Detective Renée Ballard works ‘The Late Show’, the notorious graveyard shift at the LAPD. It’s thankless work for a once-promising detective, keeping strange hours in a twilight world of crime.
Some nights are worse than others. And tonight is the worst yet.
In The Late Show, Michael Connolly introduces us to a brand new character – Renée Ballard, a young detective working in the LAPD. This is the first in a planned series with Ballard, with a second book featuring her scheduled for release late 2018.
The title refers to the night shift of the LAPD, a strange world where detectives sweep everything and anything up only to hand it all over to the day shift detectives.
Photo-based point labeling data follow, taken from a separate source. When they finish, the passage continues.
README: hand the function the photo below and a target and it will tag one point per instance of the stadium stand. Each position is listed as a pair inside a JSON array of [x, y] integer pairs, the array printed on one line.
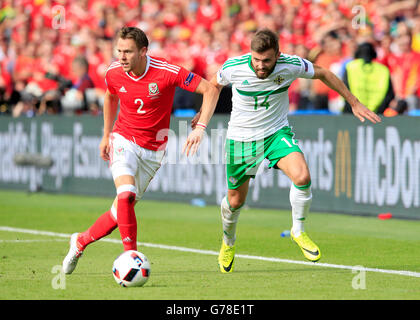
[[43, 43]]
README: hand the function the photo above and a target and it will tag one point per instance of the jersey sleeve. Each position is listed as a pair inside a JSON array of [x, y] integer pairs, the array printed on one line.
[[187, 80], [306, 69], [108, 82], [224, 76]]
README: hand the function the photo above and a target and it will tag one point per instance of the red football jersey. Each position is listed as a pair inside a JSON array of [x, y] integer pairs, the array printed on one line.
[[146, 101]]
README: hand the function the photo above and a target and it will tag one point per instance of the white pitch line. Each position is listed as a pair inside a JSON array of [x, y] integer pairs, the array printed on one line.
[[215, 253], [29, 241]]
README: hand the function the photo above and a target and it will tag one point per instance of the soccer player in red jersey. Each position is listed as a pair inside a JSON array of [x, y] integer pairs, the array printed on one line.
[[135, 144]]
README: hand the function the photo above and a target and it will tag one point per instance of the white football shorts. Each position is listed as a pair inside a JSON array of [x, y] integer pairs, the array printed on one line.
[[128, 158]]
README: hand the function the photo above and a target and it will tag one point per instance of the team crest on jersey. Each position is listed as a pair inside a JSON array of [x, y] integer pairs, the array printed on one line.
[[279, 80], [233, 180], [153, 89], [119, 151]]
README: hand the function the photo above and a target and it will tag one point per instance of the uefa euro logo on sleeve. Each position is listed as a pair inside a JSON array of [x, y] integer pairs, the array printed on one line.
[[153, 89]]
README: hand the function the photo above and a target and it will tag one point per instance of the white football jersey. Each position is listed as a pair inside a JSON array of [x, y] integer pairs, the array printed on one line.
[[260, 106]]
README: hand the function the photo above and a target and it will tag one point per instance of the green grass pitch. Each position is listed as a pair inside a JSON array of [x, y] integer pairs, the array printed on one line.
[[29, 260]]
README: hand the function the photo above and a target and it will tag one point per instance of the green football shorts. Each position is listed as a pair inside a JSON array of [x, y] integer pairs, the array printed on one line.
[[244, 158]]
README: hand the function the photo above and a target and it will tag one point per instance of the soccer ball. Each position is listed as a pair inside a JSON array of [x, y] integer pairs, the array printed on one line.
[[131, 269]]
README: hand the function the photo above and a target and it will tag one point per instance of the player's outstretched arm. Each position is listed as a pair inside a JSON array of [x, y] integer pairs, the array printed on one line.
[[210, 91], [110, 111], [331, 80]]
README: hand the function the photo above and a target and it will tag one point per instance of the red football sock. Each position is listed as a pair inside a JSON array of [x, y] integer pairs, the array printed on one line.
[[102, 227], [126, 218]]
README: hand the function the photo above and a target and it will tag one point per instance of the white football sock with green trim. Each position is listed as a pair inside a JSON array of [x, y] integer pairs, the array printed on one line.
[[300, 199], [229, 220]]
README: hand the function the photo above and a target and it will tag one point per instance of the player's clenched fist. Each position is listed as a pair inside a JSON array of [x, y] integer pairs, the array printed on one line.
[[193, 141], [104, 148]]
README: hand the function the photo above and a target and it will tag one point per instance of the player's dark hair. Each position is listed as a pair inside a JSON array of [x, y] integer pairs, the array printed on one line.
[[136, 34], [264, 40]]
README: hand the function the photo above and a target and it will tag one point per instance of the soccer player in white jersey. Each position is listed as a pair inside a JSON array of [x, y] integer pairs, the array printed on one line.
[[259, 129]]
Ballard has been demoted to this shift following an unsuccessful sexual harassment claim against one of the Lieutenants in the department. Her partner at the time didn’t support her, which effectively estranged them.
The book begins with a busy shift. A credit card fraud, a vicious assault in a transgender person, and a multiple homicide at a nightclub. Ballard gets involved in all three cases far beyond what would be expected of her role within the late show shift. These three crimes form the strands around which Connolly crafts the book, and he does it very well. It sounds complicated, and it is, but Connolly has the writing chops to carry it off.
Ballard herself has an interesting background. She is of Hawaiian descent and grew up on the beaches of Maui. Her father, a competitive surfer, drowned when she was in High School, and her mother abandoned her shortly afterward. Ballard spent almost a year effectively homeless before being taken in by her grandmother. This spell of homelessness carries over to her adult life in a sense – she spends a lot of time on the beach, either paddling in the water or sleeping in a tent. Her only constant friendship is with a dog called Lola.
The book does start slowly, and gathers pace along the way. Perhaps I’m too used to reading Connolly books where I already know the central characters well, but it took me a good couple of hundred pages to get into Ballard’s character. By the end of the book though, I was completely sold on her.
This book gets a solid 4 stars from me. The relatively slow starting pace and the time it took me to get into the new character costs it that final star, but it’s a very good read.
Would I recommend this book? Absolutely. A solid 4 stars.